Gone are the days of bulky, wooden block furniture adorning the average student housing apartment.
Form has become just as important as function in the increasingly competitive sector.
“Over the last 15 years [we’ve gone] to stylish functional furniture that looks like a soft, contemporary home,” says Paul Dougan, president and CEO of Dallas-based University Furnishings.
With more student housing developments coming on line, the student furniture business is booming as well, offering owners a chance to differentiate.
“You find that these properties want to distinguish themselves from the pack,” Dougan says. “Instead of finding homes and apartment complexes, you find more student purpose-built units, with furniture.”
With a less-utilitarian approach, furniture makers and interior designers are also focusing on durability, which is the most challenging part of the manufacturing process, Dougan says. And with private study rooms and multipurpose community rooms on the rise, ergonomic design is important as well.
“Students will study in just about any space we give them, if we can give them something that’s geared more to their comfort level,” says Jill Lung, interior designer at Austin, Texas–based Sixthriver Architects.

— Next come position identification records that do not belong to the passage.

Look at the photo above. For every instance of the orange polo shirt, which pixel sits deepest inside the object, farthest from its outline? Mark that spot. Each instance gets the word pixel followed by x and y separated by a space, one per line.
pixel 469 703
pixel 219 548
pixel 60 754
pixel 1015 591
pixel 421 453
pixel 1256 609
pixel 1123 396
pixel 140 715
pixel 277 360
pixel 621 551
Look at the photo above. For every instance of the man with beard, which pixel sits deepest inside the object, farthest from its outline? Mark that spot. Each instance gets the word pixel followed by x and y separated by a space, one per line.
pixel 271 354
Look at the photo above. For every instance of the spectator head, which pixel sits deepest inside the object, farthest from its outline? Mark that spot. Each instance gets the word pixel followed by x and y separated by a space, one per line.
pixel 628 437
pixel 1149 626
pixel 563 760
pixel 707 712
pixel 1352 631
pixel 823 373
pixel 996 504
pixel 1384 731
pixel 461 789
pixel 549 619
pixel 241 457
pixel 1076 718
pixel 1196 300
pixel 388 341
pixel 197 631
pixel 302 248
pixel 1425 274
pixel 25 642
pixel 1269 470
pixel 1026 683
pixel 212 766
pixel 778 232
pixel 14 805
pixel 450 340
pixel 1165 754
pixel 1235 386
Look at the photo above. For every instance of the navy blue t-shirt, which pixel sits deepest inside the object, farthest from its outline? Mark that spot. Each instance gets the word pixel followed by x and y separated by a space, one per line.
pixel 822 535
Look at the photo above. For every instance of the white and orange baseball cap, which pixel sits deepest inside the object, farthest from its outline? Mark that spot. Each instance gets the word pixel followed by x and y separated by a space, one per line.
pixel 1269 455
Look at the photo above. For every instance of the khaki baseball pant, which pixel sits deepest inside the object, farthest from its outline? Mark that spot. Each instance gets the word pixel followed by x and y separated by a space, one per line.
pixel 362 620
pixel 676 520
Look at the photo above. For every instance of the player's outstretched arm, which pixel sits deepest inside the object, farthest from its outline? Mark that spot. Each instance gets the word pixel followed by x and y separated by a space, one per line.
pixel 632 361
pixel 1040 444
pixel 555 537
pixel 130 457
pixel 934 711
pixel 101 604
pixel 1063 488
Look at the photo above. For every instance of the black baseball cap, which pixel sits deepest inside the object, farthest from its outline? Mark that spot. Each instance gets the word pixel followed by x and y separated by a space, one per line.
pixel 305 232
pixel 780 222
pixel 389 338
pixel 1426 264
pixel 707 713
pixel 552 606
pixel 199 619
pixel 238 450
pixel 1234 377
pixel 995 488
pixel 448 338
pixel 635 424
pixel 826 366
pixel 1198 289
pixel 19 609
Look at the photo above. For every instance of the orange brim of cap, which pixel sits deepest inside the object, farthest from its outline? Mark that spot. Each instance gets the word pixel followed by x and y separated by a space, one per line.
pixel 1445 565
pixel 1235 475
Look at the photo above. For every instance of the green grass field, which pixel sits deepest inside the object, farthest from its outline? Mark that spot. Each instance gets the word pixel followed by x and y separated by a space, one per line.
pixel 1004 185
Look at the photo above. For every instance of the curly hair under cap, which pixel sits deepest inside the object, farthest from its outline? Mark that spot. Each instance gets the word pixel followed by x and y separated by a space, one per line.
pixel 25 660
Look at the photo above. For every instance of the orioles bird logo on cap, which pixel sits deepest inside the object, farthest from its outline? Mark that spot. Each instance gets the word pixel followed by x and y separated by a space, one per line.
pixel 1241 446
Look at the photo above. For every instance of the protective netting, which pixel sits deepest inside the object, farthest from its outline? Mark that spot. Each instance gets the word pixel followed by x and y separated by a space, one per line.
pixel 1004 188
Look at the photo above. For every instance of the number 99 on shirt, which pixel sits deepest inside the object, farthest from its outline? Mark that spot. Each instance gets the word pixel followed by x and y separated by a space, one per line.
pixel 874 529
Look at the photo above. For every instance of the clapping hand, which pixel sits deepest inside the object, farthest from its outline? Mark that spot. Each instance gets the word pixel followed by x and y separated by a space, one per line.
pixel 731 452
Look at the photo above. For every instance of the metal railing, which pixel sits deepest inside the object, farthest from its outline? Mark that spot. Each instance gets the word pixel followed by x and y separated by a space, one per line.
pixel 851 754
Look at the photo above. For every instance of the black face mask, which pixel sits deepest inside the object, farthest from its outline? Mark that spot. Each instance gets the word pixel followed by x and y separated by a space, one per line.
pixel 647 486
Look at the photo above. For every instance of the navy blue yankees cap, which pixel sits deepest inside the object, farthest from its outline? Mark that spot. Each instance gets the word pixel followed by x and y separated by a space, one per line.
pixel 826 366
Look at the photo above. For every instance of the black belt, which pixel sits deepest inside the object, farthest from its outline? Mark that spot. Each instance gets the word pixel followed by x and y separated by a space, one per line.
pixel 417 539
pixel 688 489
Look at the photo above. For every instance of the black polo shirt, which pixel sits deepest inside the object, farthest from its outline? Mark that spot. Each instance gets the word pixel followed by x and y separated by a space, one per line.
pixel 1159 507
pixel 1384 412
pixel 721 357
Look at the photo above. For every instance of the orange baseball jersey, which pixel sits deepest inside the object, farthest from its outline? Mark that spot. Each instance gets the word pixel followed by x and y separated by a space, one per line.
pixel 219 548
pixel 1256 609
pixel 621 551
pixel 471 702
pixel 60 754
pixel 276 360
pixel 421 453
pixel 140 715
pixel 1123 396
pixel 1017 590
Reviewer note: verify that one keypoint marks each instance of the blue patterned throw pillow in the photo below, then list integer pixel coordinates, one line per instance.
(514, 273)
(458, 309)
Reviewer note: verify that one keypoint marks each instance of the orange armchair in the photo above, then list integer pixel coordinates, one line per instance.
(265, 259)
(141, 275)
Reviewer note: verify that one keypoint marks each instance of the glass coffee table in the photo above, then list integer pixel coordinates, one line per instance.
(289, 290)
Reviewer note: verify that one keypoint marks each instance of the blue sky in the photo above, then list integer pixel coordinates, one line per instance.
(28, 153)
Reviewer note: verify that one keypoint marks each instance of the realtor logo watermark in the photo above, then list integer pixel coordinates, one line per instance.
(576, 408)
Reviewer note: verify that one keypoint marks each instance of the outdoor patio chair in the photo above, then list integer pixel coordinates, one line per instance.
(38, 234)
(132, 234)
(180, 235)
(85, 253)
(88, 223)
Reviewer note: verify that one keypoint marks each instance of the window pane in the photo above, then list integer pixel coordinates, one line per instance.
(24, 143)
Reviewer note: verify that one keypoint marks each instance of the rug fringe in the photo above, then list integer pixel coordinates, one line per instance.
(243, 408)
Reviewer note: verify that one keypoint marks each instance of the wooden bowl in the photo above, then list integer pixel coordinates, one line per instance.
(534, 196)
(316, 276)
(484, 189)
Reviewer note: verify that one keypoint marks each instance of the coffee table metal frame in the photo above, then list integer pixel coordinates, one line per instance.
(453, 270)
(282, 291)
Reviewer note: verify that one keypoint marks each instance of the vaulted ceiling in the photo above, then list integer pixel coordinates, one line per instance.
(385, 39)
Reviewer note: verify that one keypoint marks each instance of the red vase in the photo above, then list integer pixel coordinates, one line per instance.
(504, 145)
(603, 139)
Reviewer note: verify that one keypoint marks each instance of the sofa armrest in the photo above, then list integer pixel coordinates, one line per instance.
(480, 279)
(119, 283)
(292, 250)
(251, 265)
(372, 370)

Balancing durability with style can be difficult. But when purchasing furniture in bulk for a community that features a broad spectrum of floorplans and rents, every unit can benefit.

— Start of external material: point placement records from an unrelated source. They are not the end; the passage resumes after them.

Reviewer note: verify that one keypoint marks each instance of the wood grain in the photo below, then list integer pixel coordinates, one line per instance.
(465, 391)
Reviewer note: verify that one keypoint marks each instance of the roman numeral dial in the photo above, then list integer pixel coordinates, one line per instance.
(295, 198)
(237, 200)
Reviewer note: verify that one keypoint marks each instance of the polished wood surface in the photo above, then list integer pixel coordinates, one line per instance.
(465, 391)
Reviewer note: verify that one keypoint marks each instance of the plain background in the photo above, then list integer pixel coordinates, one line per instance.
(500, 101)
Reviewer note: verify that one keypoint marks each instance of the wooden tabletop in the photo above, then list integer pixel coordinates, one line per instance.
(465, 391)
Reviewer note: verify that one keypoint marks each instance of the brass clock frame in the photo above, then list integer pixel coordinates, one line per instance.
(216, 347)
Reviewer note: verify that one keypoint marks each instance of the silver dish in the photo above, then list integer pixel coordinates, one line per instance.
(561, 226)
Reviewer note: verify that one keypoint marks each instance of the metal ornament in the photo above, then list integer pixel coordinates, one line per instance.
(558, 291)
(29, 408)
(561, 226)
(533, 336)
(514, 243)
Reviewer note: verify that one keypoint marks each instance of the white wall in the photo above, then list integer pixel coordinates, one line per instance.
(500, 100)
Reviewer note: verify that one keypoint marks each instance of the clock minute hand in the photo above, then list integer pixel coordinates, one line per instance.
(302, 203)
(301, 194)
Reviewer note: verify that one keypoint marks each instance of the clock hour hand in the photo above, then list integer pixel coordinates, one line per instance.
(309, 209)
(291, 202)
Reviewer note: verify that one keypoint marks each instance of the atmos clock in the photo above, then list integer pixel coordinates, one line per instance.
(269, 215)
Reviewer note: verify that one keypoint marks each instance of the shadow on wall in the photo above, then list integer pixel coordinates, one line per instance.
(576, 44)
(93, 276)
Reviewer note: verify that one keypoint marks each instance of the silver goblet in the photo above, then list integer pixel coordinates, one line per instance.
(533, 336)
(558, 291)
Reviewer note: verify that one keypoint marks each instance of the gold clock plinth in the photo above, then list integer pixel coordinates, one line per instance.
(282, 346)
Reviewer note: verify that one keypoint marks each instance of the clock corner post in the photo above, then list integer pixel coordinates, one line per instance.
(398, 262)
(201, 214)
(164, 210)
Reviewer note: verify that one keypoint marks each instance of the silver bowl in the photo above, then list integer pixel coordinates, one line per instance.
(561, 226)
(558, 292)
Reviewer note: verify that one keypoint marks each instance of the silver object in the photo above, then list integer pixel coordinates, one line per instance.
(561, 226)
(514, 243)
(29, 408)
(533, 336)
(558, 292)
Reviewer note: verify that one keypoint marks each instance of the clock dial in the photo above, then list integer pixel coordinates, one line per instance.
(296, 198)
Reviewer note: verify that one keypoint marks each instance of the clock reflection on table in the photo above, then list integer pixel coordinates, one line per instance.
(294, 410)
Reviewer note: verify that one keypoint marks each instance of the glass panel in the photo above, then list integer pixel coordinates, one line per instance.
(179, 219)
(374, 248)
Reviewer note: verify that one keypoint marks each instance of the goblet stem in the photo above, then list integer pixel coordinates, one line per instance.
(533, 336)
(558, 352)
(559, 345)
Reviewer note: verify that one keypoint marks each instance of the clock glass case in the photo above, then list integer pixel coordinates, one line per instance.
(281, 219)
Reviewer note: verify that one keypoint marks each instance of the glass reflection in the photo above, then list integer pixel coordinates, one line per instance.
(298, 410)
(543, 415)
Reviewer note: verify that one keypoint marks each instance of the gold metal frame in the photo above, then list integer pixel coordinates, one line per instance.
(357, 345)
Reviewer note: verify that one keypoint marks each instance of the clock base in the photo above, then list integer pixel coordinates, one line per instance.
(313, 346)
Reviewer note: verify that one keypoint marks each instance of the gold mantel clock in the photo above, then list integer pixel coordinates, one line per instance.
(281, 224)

“Developers are catering to different price points,” Lung says. “So it fits like a puzzle piece.”
University Furnishings charges $1,200 to $1,800 per bed, which includes installation of all furniture in the unit. It’s more expensive for one-bedroom units versus two to four bedrooms given that the cost of dining and living room furniture is split per bed.
Those one-bedroom units are challenging for other reasons: Storage is an issue, Dougan says, particularly in coastal urban areas where bedrooms are getting smaller, but renter expectations remain high.
It doesn’t help that larger beds are now all the rage; they’ve practically become a staple in the industry. So designers are finding storage in other places, such as under beds, and favoring dual-purpose end tables that can fit under an armchair, for example.
That kind of pragmatic creativity is increasingly necessary in such a competitive sector.
“It’s important to make sure that the property and interior of units are stylish, and it’s also important that they last,” Dougan says.